Durante os éons vazios, onde não há presença de universos, os cinco elementos dos universos estão colapsados em uma partícula de espaço (nam-mkha’i rdul-tshan). Essa partícula de espaço é remanescente do “buraco negro”, mas é claro que são coisas diferentes. Os cinco elementos são espaço, vento, fogo, água e ar; ou talvez possamos pensar nos cinco elementos como espaço, gás ou energia, calor, líquido e sólido. As partículas de espaço, especificamente, são constituídas de um traço das partículas elementares mais grosseiras de um universo, que não estão mais combinadas.  Nessa situação, as leis comuns da física do universo anterior não operam mais. A partícula de espaço para um universo que ainda não surgiu funciona como a base para as partículas grosseiras desse universo que irá surgir.

O Kalachakra também fala dos ventos do carma (las-kyi rlung), ou seja, das energias sutis que carregam as forças cármicas e tendências individuais. No fim do éon vazio anterior ao Big Bang que formou o universo, por exemplo, os ventos do carma coletivo dos seres que tinham o carma para nascerem em nosso universo afetou a partícula de espaço do universo. Eles fizeram a partícula de espaço explodir com o Big Bang e desenvolver-se no nosso universo, com suas características e leis físicas específicas. 

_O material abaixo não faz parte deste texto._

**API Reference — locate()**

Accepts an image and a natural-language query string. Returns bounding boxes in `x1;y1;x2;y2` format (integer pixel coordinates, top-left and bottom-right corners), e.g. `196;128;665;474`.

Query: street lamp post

Na época do Big Bang, os seres que tinham o carma para nascer neste universo, e cujo carma coletivo estava influenciando a formação deste universo, estavam em outros universos. Sendo seres samsáricos, os cinco elementos de seu corpo estavam desequilibrados. Consequentemente, os ventos de seu carma coletivo teriam afetado a partícula de espaço do nosso universo de forma que os cinco elementos grosseiros que se desenvolveriam dela também fossem desequilibrados. Assim, podemos dizer que um desequilíbrio no elemento terra dos seres com o carma para nascer no nosso universo contribuiu para o desequilíbrio do elemento terra neste planeta, resultando em um terremoto.

Os ensinamentos do Kalachakra explicam a relação entre o carma coletivo e o fato de que os planetas rochosos do nosso universo estão sujeitos a instabilidades e terremotos. Mas qual seria um exemplo do carma coletivo que resulta em um grupo de pessoas vivenciarem um terremoto específico juntas? Será que é algo que esses seres fizeram, como no caso muito citado dos aldeões que jogaram areia em uns monges e, mais tarde, foram soterrados em uma tempestade de areia? Ou será algo mais sutil e abrangente que isso?

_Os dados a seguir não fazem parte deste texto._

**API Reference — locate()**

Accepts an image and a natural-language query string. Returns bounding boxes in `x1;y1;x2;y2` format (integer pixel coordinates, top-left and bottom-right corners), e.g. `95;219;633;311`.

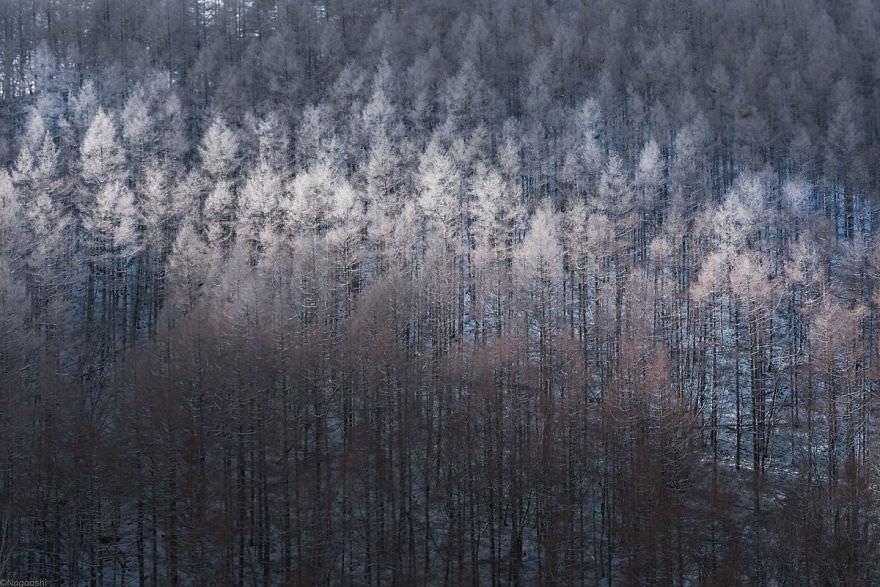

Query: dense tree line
0;0;880;586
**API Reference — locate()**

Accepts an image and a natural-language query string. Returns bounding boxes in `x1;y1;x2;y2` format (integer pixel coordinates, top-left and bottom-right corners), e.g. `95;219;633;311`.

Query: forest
0;0;880;587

Essa é uma pergunta muito difícil de responder, logicamente. Um grupo de seres vivenciando juntos um determinado desequilíbrio do elemento terra neste planeta teriam que ter gerado um carma coletivo para isso, participando de um ato específico. Esse ato teria que ter causado o desequilíbrio do elemento terra em uma área, e o sofrimento de outros seres. Por exemplo, esse ato destrutivo poderia ser causado por um grupo de pessoas que trabalhassem juntas em um projeto que deteriorasse o meio ambiente, que fizesse com que morros cedessem ou lama deslizasse. Ou esse grupo poderia estar envolvido em operações de dinamitação em uma mina.

Mas lembre-se, seres samsáricos já viveram em inúmeros planetas e inúmeros universos. O carma coletivo dos seres que vivenciaram um terremoto específico em um determinado planeta, não precisa ter sido gerado por uma ação destrutiva compartilhada que cometeram nesse mesmo planeta. Eles podem ter cometido o ato em algum outro planeta e em qualquer lugar do passado. Tenho certeza que os seres samsáricos já destruíram inúmeros planetas por causa de ganância e ingenuidade (ignorância). Mas só um buda conseguiria saber qual ato específico gerou um determinado resultado cármico. Afinal, carma é o tópico mais difícil de entender completamente, com todos os seus detalhes.